When the fisherwoman and her daughter Kivi started to smell the smoke coming from the boxes aflame, they were already too far out to sea to swim ashore. They stood no chance to douse the fire, and eventually the boat was filling up with water and started to sink. The boat was for sure going down to the bottom of the sea, and in these short seconds the fisherwoman called out for help, to the mermaid. And the mermaid did help.

With extraordinary power, the fisherwoman was thrown out of the water towards the little village. She missed the harbour narrowly, only just. But the power of the mermaid had turned her into a huge rock which not only blocked the harbour forever, but threw a wave over the village destroying most of the houses, before it merged into the river, and flowed back out to sea.

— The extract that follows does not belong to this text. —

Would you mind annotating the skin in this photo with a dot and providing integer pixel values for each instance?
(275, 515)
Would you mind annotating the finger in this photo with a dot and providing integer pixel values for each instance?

The wave's decreased force was still strong enough however to carry the little girl Kivi on the wooden plank she clung onto once the boat went down. She was picked up later by a friendly foreign fisherman. He took her home to his wife, and helped by raising her with his children. But the girl could not forget what happened. She stayed with her foster family for some years until she had learned as much as possible from them. She thought about it at length, and decided to search for the mermaid which saved her, for nobody had seen it since the day the fisherwoman turned into the rock. One night, actually a night close to the anniversary of the sinking, the girl went out into the sea and disappeared. She left a note with a drawing so her new family would know what she had decided, and that they should not search for her.

The girl as the new mermaid could not stop crying. She cried and cried and cried until the place of the village, and the huge stone that blocked the harbour was covered with water. By then the village was abandoned, and the villagers who had survived the huge wave went in different directions to live all over the country. None of them ever talked about what caused the end of their village. Although the story was lost quite soon, a deep and sometimes ruthless longing remained for the place where the little village once was, close to the sea, and at the same time, positioned at the mouth of a river.

But the girl who became the new mermaid did not forget one second of it. The land where the village once was, stayed unoccupied for hundreds of years. But slowly the land did rise, and the stone–no longer under water–became to lay in a forest, near the beach. The new mermaid still watched the place. Sometimes you could see a foggy shape swimming near the shore, looking out of the water. Most people would not realize they saw the new mermaid because it looks from afar a little bit like a goose. But if you listen carefully you’ll hear that it is whispering the spell it put on the land and the shore: “If ever someone lights a deep fire, earth and sea will join their powers again and blow up together.”

And if after that, it didn’t die, it will live forever.

The END

This was the end of the story of the Mermaid and the Rock. That is until 2007. Now it starts all over again.

Once upon a time there was a small place located near a tongue of land, a peninusla which reaches into the Bothnian Gulf in the Northern part of the Baltic Sea, surrounded by a beautiful magical shore. Sand beaches alternate with smooth rocks and green reeds, framing birches, mountain ashes, berries and grass in which live birds, ticks and mosquitoes. And right in the middle of the forest, there lies a huge rock surrounded by trees, grass and wet land.

Suddenly, from all over the country, energy companies join their powers to invade the peninsula. ithin each company you could find someone with an ancient tie to Broken, the little village. Today they have no knowledge where their urge to invade especially this peninsula stems from. But we know.

The story will be continued...

… until near the rock an invisible glow radiates far over land and sea and the workers and everyone else has to leave – FOR EVER.

Note: This story was told to me during a long evening in front of an open fireplace with unobstructed view out over the sea in August 2013 by A. Z. who wants to stay anonymous.